2006-12-06 Thread Andrew Donnellan

On 12/7/06, Terry Hancock [EMAIL PROTECTED] wrote:

 Does this interfere with dual licensing?

Not following this. You can't dual license unless you are the copyright
holder, and then you always can (unless you are party to an exclusive
rights contract). Sounds like this is simply a (somewhat weak) copyleft.


I think the issue is more compatibility with other licenses - this
definitely disallows it.



The requirement for fonts to
remain under this license does not apply to any document created
using the Font Software.

 [...]

 As already pointed out by Andrew Donnellan, this is vague, as the word
 document is never defined and has no unambiguous meaning.

This is a standard exemption for font software. It recognizes that
including a font in a document (e.g. a PDF or Postscript) file does not
cause the license to bind the document.


Yes.



This is why, for example, the GPL is a bad font license, because if read
 technically, it would force all documents written with it to be
released under the GPL, too. When people do use the GPL for a font, they
usually apply a similar additional exemption.
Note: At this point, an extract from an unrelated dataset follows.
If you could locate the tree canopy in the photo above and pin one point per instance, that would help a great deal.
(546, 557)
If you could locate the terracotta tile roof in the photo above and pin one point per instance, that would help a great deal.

Yes, the FSF has their font exemption.



For font users, I would argue that document is a well-known term. It
means you can embed the font in documents that use it.



However, let's say that I write a GPL program, including the font in
it somehow. I then proceed to copy it into OOo Writer. Does this
therefore mean that I have an exemption from the copyleft? 'Document'
is not defined. Technically it could be anything text-like, including
source code. Legally it could be more difficult.